I'm writing a python script which parses "n" number of xml's first and creates a dict of dict's with key-value being xml attributes (inside nested dicts). Now, I want to group these nested dicts stored to know which xml's are same and can be grouped into same group. I want some pythonic way to group the same dict's where each dict happens to have same keys.
- I tried with parsing each dict and creating a string from the values. Store this string inside a dict where key = string and value = list of xmlNames. Now, when I go to the next dict and form the string, if it already exists in the dict, then I simply append the xml to this dict's value.
- I think there can be a better method based on groupby() or something else.
list_of_xmls = ["a.xml", "b.xml", "c.xml", "d.xml"]
dictXml = dict()
for xml in list_of_xmls:
dictXml[xml] = parseXml(xml) # Returns dict by parsing xml (key-value)
# parseXml(xml)
# It parses xml and returns dict like:
dict for a.xml = {"config":"4", "location":"C:\\xyz", "Group":"amcat"}
dict for b.xml = {"config":"4", "location":"C:\\xyz", "Group":"amcat"}
dict for c.xml = {"config":"5", "location":"C:\\mno", "Group":"alien"}
dict for d.xml = {"config":"5", "location":"C:\\mno", "Group":"alien"}
# Supoose, a.xml and b.xml have same values for all keys
# Same for c.xml and d.xml
# So, I should have two groups (a.xml, b.xml) and (c.xml, d.xml)

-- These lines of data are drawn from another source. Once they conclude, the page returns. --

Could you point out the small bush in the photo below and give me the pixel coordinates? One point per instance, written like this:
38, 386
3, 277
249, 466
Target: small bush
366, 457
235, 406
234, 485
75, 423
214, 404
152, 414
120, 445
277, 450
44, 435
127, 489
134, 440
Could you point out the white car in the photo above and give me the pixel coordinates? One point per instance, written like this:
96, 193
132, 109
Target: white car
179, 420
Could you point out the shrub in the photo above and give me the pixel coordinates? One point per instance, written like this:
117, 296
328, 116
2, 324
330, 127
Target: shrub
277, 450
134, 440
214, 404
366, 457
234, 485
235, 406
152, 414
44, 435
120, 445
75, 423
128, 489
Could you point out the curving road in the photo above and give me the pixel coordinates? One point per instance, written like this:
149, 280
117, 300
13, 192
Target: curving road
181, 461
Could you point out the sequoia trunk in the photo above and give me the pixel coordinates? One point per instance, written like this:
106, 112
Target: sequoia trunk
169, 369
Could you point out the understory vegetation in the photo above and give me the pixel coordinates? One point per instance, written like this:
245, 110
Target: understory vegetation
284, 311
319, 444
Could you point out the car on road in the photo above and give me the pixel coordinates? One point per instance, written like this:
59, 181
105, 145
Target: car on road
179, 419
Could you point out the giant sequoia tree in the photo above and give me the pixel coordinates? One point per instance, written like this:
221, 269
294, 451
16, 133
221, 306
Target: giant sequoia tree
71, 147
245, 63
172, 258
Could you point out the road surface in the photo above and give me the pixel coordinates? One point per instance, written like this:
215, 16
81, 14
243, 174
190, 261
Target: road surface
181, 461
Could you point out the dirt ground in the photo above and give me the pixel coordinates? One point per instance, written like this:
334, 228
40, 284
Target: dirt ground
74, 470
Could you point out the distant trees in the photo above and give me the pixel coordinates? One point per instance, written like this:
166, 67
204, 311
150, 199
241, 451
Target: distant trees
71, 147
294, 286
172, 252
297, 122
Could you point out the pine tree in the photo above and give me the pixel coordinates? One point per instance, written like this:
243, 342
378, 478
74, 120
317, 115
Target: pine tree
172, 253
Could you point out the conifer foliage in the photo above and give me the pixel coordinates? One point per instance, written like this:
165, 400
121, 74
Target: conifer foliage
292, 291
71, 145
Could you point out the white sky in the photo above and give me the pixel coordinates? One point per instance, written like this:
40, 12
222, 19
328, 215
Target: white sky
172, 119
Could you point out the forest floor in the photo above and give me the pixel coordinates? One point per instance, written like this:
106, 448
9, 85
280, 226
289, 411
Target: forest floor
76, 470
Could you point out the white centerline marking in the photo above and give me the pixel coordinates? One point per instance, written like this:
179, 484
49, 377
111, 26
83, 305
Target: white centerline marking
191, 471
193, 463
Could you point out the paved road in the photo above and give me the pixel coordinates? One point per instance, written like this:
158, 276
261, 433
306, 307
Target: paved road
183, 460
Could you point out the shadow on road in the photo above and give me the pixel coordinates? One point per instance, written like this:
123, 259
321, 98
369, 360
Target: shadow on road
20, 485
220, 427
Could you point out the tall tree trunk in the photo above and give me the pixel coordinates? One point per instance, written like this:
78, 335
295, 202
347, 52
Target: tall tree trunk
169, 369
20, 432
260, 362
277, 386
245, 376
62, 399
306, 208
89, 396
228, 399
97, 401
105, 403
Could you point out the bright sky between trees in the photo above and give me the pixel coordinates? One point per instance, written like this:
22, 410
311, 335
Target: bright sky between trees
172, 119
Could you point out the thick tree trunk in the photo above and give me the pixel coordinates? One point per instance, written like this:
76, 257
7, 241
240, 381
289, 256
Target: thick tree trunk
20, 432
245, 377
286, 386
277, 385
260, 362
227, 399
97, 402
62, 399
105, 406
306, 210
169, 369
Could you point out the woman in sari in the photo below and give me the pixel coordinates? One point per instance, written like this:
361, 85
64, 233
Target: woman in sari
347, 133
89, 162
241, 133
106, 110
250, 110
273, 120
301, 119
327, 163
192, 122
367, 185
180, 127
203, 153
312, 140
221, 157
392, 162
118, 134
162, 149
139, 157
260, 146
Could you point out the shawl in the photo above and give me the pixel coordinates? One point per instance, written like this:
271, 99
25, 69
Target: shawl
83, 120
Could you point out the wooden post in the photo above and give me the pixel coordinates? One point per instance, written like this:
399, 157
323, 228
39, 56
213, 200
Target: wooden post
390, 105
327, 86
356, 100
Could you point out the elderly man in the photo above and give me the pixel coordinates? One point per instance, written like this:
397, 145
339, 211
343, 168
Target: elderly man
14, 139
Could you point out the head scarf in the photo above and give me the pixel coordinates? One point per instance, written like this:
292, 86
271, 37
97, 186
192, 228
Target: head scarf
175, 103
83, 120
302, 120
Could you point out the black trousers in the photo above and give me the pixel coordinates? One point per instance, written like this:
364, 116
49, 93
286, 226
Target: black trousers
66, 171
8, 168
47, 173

###########Some processing on the above dict ######
finalOutput = [["a.xml", "b.xml], ["c.xml", "d.xml"]]
Output should be list of groups which can be clubbed (basically list of lists).
Also, dictXml can be any other data structure as well like list of dicts. Any thoughts ?
Basically, the whole idea is given a list of xml's, I need to figure out which xml's are same based on key-values inside it. Group the same xml's in some list and do processing on each group.